Not many coaches in the AFL win the premiership in their first season, but that was Scott in 2011 after taking over a team who had won two flags in the previous four years.

Now ten years on, the Cats haven’t gone all the way again despite being in contention for most of the past decade.

Scott’s home and away record of more than 70 per cent is better than anyone who has coached more than 70 games in the history of the game.

His problem is in September, where the Cats have lost 13 of 21 finals under his watch, including last year’s Grand Final against Richmond.

They have doubled down since then, signing three massive names during the trade period. It is almost now or never for Geelong.

Ken Hinkley (Port Adelaide)

This time last year, no coach was under more pressure than Hinkley. Port Adelaide hadn’t won a final since 2014 and the jungle drums were beating.

Then the Power produced a stunning 2020, sitting on top of the ladder for the entire season before falling by a goal to eventual premiers Richmond in the preliminary final.

Now there is no doubt that Hinkley is the man to lead Port Adelaide to its first flag since 2004. Many believe the Power are the Tigers’ biggest threat this season. 

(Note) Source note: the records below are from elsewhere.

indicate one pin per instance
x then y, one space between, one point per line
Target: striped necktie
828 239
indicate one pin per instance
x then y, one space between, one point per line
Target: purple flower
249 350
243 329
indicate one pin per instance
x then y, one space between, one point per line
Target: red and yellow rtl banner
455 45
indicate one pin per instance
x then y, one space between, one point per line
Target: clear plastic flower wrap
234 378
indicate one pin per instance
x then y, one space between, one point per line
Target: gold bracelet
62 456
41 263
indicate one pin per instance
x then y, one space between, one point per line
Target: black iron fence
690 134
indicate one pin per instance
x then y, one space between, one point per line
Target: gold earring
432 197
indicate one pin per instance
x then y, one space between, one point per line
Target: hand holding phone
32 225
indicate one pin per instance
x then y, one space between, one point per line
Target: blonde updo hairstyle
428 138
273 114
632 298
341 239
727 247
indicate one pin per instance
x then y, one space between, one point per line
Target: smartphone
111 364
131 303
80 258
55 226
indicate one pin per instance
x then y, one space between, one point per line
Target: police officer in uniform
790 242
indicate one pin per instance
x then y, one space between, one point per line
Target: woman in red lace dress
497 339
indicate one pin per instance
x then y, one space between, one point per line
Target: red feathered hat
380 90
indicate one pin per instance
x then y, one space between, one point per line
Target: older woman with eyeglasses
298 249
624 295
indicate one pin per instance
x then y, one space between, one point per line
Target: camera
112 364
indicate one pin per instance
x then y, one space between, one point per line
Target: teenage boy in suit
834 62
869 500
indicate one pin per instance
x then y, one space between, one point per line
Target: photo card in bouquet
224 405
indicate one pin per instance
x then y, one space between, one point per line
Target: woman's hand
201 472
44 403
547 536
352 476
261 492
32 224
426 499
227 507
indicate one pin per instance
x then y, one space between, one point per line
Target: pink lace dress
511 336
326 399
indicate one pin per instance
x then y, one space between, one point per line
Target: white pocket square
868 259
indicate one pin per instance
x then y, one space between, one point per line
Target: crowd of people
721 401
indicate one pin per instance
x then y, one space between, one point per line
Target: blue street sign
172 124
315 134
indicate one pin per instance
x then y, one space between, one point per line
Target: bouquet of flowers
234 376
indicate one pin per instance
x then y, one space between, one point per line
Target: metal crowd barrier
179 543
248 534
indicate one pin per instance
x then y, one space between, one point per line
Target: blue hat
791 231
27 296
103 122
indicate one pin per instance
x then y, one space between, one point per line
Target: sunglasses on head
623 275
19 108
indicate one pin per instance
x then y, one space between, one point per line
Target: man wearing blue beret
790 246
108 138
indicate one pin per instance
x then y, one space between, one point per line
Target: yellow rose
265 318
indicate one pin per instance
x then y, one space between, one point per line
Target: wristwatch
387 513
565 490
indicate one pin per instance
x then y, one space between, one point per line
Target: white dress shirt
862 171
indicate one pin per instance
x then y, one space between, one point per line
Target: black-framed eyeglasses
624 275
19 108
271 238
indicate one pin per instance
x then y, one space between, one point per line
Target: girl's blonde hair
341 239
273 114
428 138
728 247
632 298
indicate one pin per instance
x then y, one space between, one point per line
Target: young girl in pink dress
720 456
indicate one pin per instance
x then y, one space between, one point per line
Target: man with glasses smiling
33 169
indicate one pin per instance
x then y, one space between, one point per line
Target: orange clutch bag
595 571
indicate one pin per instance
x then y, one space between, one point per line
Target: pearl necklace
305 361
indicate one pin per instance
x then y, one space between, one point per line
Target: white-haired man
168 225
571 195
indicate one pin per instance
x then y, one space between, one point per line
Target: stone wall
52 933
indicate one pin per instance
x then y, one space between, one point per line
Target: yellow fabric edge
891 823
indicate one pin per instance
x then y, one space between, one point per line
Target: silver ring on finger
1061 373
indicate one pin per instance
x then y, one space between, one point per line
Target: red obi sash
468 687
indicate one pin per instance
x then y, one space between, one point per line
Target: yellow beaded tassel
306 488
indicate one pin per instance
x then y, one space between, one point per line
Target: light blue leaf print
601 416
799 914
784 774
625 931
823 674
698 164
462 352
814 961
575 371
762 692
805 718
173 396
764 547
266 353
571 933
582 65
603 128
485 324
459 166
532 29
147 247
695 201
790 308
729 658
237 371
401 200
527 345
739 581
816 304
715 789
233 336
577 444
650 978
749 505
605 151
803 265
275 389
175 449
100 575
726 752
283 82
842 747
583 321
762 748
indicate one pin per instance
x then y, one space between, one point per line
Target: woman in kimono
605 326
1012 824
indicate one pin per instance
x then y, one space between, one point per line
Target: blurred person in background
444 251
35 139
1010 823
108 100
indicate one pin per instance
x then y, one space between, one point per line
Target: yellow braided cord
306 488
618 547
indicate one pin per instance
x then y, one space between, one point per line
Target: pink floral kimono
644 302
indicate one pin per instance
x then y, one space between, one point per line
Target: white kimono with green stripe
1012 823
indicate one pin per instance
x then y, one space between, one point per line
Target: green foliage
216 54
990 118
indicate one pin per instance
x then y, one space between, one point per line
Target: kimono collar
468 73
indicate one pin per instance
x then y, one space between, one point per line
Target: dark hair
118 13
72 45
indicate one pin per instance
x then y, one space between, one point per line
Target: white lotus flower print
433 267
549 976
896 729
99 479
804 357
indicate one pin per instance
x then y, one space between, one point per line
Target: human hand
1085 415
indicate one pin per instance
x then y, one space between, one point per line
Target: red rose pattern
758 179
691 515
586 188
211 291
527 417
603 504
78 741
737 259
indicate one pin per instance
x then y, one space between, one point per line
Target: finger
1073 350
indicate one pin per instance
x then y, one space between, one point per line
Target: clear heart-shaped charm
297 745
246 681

Luke Beveridge (Western Bulldogs)

When Beveridge guided the Bulldogs all the way in 2016 and ended a 62-year premiership drought in the process, there was no man more popular in Australia.

But times have changed since then. Beveridge is still highly respected, but the small club from Melbourne’s west haven’t won a final since.

The Western Bulldogs have played in the past two finals series, but they need to start winning finals again.

They have one of the best midfields in the AFL right now and should contend this September.